The more conversations that people have about school shootings, the more attention to increase policy changes to make schools safer, Johnson said.
Johnson’s areas of interest are in the prevention of gender-based violence. She said there’s often a relationship between violence against women and school shootings.
An important theme of the panel was addressing misconceptions.
“Targeted mass school shootings are actually very rare events, even though it seems like it’s more frequent because of the attention it gets,” Roy said.
Langman said there’s frequent misunderstanding and exaggerated fears regarding school shootings, so he hoped for the event to bring clarity. Overall, he said he believes schools are the safest place for our children to be.

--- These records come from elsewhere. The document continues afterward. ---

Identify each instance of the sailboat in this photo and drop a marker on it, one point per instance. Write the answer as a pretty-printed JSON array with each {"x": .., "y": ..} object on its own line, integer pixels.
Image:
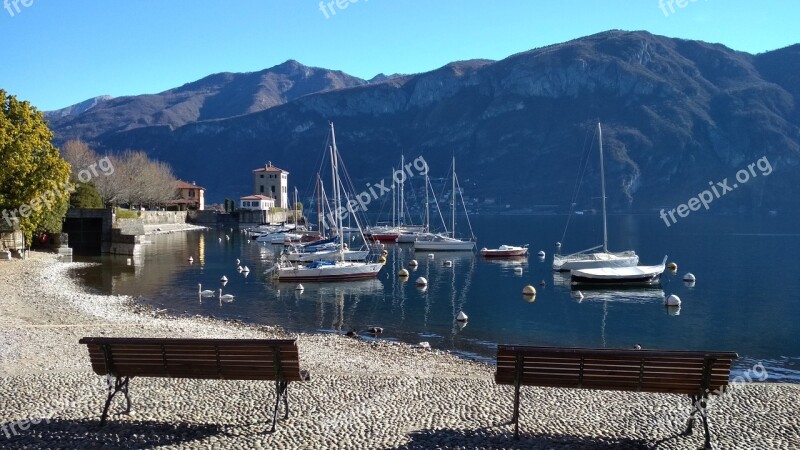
[
  {"x": 445, "y": 241},
  {"x": 337, "y": 269},
  {"x": 589, "y": 258},
  {"x": 619, "y": 276}
]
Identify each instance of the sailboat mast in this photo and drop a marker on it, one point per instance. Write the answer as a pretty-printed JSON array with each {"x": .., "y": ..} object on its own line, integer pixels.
[
  {"x": 402, "y": 162},
  {"x": 335, "y": 168},
  {"x": 453, "y": 199},
  {"x": 603, "y": 189}
]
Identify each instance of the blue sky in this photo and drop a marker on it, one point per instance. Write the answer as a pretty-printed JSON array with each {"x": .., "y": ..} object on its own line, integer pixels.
[{"x": 57, "y": 53}]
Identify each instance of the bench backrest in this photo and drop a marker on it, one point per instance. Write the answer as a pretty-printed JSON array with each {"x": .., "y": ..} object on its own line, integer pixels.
[
  {"x": 678, "y": 372},
  {"x": 227, "y": 359}
]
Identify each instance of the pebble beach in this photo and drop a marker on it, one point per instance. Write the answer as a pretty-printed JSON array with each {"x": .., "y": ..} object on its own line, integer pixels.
[{"x": 363, "y": 394}]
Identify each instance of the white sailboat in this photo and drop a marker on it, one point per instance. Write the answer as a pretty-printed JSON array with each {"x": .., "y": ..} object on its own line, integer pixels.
[
  {"x": 619, "y": 276},
  {"x": 589, "y": 258},
  {"x": 337, "y": 269},
  {"x": 445, "y": 241}
]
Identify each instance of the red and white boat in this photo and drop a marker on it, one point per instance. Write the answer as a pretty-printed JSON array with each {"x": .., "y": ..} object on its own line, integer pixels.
[{"x": 505, "y": 251}]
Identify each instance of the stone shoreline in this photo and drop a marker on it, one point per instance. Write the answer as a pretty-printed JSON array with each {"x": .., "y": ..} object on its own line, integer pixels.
[{"x": 362, "y": 394}]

When it comes to the profile of a school shooter, Langman said there isn’t one singular image. Instead, there are a wide range of factors including family background and what’s going on socially and psychologically in the individual’s life.
Roy said the Bethlehem school district has to manage students’ and families’ concerns during heightened times of anxiety, after the Parkland, Florida shooting for example, of where people point fingers at a likely suspect for a school shooter.

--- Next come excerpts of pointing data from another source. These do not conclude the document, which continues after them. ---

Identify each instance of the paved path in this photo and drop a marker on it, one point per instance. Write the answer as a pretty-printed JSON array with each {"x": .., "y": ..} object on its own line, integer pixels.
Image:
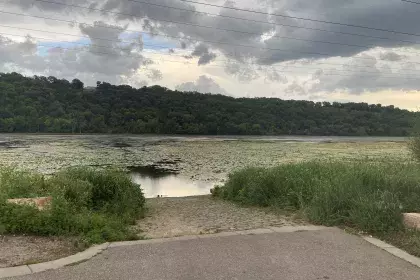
[{"x": 304, "y": 255}]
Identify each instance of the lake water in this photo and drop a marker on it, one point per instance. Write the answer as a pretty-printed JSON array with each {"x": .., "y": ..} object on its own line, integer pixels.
[
  {"x": 170, "y": 185},
  {"x": 172, "y": 165}
]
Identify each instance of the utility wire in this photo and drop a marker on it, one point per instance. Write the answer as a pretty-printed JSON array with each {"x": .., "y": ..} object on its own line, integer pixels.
[
  {"x": 224, "y": 29},
  {"x": 300, "y": 18},
  {"x": 217, "y": 65},
  {"x": 165, "y": 47},
  {"x": 248, "y": 46},
  {"x": 231, "y": 17}
]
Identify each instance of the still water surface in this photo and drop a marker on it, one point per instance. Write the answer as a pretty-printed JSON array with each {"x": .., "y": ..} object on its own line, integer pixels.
[{"x": 170, "y": 185}]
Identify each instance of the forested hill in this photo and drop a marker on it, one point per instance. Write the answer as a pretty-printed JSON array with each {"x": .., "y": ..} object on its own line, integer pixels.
[{"x": 47, "y": 104}]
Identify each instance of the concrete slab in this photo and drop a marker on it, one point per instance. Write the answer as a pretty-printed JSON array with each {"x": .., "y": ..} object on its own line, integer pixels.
[
  {"x": 255, "y": 231},
  {"x": 74, "y": 259},
  {"x": 14, "y": 271},
  {"x": 321, "y": 254}
]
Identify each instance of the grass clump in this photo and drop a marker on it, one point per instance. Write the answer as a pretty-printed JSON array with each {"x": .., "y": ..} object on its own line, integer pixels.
[
  {"x": 369, "y": 197},
  {"x": 97, "y": 205}
]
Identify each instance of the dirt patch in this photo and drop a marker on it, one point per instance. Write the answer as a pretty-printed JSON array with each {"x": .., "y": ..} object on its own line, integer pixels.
[
  {"x": 20, "y": 250},
  {"x": 169, "y": 217}
]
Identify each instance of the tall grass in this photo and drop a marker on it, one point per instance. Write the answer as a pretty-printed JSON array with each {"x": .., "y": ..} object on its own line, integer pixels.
[
  {"x": 97, "y": 205},
  {"x": 370, "y": 197}
]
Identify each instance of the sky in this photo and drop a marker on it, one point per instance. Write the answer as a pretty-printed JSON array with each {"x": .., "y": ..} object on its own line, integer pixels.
[{"x": 320, "y": 50}]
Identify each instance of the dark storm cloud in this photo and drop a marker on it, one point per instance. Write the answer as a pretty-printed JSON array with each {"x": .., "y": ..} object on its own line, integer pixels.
[
  {"x": 205, "y": 56},
  {"x": 392, "y": 15}
]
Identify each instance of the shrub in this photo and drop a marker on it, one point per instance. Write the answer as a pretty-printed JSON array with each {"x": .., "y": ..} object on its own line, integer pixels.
[
  {"x": 370, "y": 197},
  {"x": 95, "y": 205}
]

Typically, it’s the student who is depressed or may act out a little, he said.
Roy said they don’t want to overlook things; however, they don’t want to be putting labels on students just because people think they look like the ‘type.’
There are many things being done in school districts to increase safety.
Roy said the proactive and preventative side is creating positive school climates and cultures. Building strong relationships and support systems for students are also important.
The reactive side is also being done in schools. For instance, school districts are training for lockdowns, emergency crisis training and the pieces put in place in case something bad happens.
“The focus really needs to be teaching people about the warning signs,” Langman said.
Langman said often the signs are clear, explicit and direct. The more society can focus on early investigation, the more we can get troubled students the help they need to avoid situations of a school shooting.
Karen Tharp, a former teacher in the area asked Roy about his opinion on teachers carrying weapons in case of a school shooter.
Roy answered saying it’s “completely ridiculous,” which garnered applause from the Packard crowd.
Tharp said in September 2018, her school board voted to arm teachers. Shortly afterwards, Tharp and seven other moms formed a citizens group called the Tamaqua citizens for safe schools, responsible for leading the opposition against the policy in the district.
Two separate lawsuits have been filed against the school board’s decision, the first one by the Tamaqua Education Association and the other was filed by a group of parents and grandparents, forcing the school board to put the policy on hold.
“We were in contact with Langman right from the beginning when this happened with us, and he was kind enough to write a letter to our school board essentially outlining his research and why arming teachers is not effective, so we wanted to come tonight and see,” Tharp said.
Langman said we may not hear about it, but a lot is going on to try and prevent school shootings. However, there is still much to be done.